On Tuesday, the three European signatories to the Iran deal released a joint statement the mechanism was activated in response to what they claimed to be Iran’s repeated violations of the nuclear deal, officially called the Joint Comprehensive Plan of Action (JCPOA).
After the mechanism is implemented, Iran would be given 15 days to resolve the dispute with the threesome states. The process can ultimately lead to a “snapback” — which refers to the re-imposition of the UN Security Council’s sanctions that were lifted after the nuclear was reached in 2015.
The JCPOA lifted nuclear-related sanctions imposed on Iran by the UN and some other signatories of the deal, particularly the US.
The Islamic Republic, in return, voluntarily changed some aspects of its nuclear program. The agreement was later ratified in the form of Security Council 2231, which terminated previous UN resolutions against the Islamic Republic.
The United States was a partner to the accord until May 2018 when it unilaterally left the deal and re-imposed its sanctions. Washington took the move within the framework of a so-called “maximum pressure” policy against Iran that came into force under President Donald Trump.
Bowing to Washington’s pressure, the three remaining European signatories failed to protect Tehran’s business interests under the deal after the US’s withdrawal and started to tow Washington’s sanction line.
A year later, Iran began in May 2019 to gradually reduce its commitments under the JCPOA to both retaliate for Washington’s departure and prompt the European trio to respect their obligations towards Tehran.

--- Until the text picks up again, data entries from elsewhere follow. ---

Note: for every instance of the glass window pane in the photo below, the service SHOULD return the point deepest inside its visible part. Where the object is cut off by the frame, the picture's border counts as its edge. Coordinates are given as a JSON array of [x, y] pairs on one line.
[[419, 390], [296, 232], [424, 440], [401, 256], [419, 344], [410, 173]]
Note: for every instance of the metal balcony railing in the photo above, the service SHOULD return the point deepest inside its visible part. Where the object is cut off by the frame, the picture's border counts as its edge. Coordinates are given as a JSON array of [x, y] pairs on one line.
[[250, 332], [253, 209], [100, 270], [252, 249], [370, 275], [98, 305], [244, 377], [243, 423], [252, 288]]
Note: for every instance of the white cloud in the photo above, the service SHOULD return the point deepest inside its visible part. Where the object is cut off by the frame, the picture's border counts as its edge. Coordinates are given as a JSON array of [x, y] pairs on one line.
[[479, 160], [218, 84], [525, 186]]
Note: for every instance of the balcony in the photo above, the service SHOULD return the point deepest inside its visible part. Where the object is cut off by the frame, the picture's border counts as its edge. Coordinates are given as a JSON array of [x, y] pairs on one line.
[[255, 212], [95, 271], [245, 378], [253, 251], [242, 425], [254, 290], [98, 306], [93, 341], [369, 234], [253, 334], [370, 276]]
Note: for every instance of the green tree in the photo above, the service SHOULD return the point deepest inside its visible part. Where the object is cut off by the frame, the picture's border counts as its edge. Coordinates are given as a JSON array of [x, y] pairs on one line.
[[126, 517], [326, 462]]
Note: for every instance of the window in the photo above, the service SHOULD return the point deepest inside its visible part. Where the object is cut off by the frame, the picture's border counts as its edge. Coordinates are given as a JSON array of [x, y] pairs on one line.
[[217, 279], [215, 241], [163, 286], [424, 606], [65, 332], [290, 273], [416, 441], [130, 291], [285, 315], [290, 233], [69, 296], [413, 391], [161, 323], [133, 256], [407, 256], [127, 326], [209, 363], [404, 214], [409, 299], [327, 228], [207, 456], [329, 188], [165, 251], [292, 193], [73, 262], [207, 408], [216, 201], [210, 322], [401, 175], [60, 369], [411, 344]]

Recently, Iran took a final step in reducing its commitments, and said it would no longer observe any operational limitations on its nuclear industry. The announcement came two days after US drone strikes assassinated senior Iranian commander Lieutenant General Qassem Soleimani.
Tehran has, however, reminded that all its retaliatory steps fitted within Paragraph 36 of the JCPOA, and that its countermeasures are “reversible upon effective implementation of reciprocal obligations.”
The EU3, however, refuted “the argument that Iran is entitled to reduce compliance with the JCPOA.